In a paper focusing on the Nigerian oil and gas sector, titled ‘Implementation Framework and Potential Implications of the Domestic Crude Supply Obligations’, TALP lauded the drive by the government to enhance the country’s refining capacity but advocated caution in the enforcement mechanism in light of existing contractual obligations.
The law firm acknowledged that the PIA permits the imposition of domestic crude oil supply obligations by the NUPRC on lessees of upstream petroleum operations towards enhancing local refining capacity, preventing shortages and inadequate supply, supporting strategic economic development and promoting energy security.
It added that to ensure a steady supply of crude oil to the domestic market, the Production Curtailment and Domestic Crude Oil Supply Obligations Regulations 2023 prioritised domestic supply obligations over export commitments, even where production in a quarter falls below the allocated production quotas.
Both the commission and the Nigerian Midstream and Downstream Petroleum Regulatory Authority are responsible for the implementation of the DCSOs.
According to the publication, the NMDPRA is tasked with providing NUPRC with the crude oil requirements for operational refineries and notifying the commission of any shortages or inadequate supply conditions affecting local refineries regularly.
However, it called on industry stakeholders to engage in a forward-thinking approach that accounts for potential regulatory shifts due to relevant provisions of the PIA like Section 109 (4) and Section 231, among others, while maintaining operational and commercial flexibility.

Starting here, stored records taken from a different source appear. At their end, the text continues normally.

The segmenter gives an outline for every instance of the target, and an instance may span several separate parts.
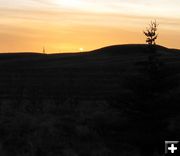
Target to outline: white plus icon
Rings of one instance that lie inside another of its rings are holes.
[[[170,150],[171,153],[174,153],[174,151],[177,150],[177,147],[174,147],[174,144],[171,144],[171,147],[168,147],[168,150]]]

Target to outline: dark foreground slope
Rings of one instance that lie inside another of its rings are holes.
[[[0,155],[163,153],[180,135],[180,53],[156,49],[0,55]]]

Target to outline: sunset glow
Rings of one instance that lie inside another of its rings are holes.
[[[159,23],[157,43],[180,49],[179,8],[179,0],[1,0],[0,52],[141,44],[143,29],[154,19]]]

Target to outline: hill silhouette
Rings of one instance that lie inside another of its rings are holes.
[[[180,137],[180,50],[151,56],[144,44],[0,54],[0,155],[164,154]]]
[[[177,57],[180,50],[168,49],[158,45],[157,51],[159,54],[172,58],[173,56]],[[151,55],[151,53],[148,52],[148,45],[145,44],[114,45],[83,53],[48,55],[41,53],[3,53],[0,54],[0,64],[6,64],[7,66],[12,65],[18,68],[61,68],[66,66],[70,67],[71,65],[74,68],[80,67],[82,64],[83,67],[88,67],[96,65],[107,66],[106,62],[110,64],[130,63],[136,59],[136,61],[138,61],[138,59],[142,60],[149,55]]]

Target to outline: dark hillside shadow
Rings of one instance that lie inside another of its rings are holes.
[[[180,51],[156,51],[0,55],[0,155],[164,154],[180,137]]]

The report stated, “The DCSOs introduced under the PIA represent a critical step toward enhancing Nigeria’s domestic refining capacity and energy security. However, the successful implementation of these obligations will depend largely on the balancing act between regulatory oversight and the protection of existing contractual rights, project commerciality, and bankability, amongst others.
“The commission’s role in curtailing exports to prioritise domestic supply demonstrates the government’s commitment to supporting local refineries, but it also underscores the need for clear and fair regulatory frameworks that do not undermine existing contractual obligations or disrupt market dynamics.”
It could be recalled that the Dangote refinery and other local refineries have recently been up in arms with the NUPRC, accusing it of supporting international oil companies, which they said refused to sell crude to the domestic market.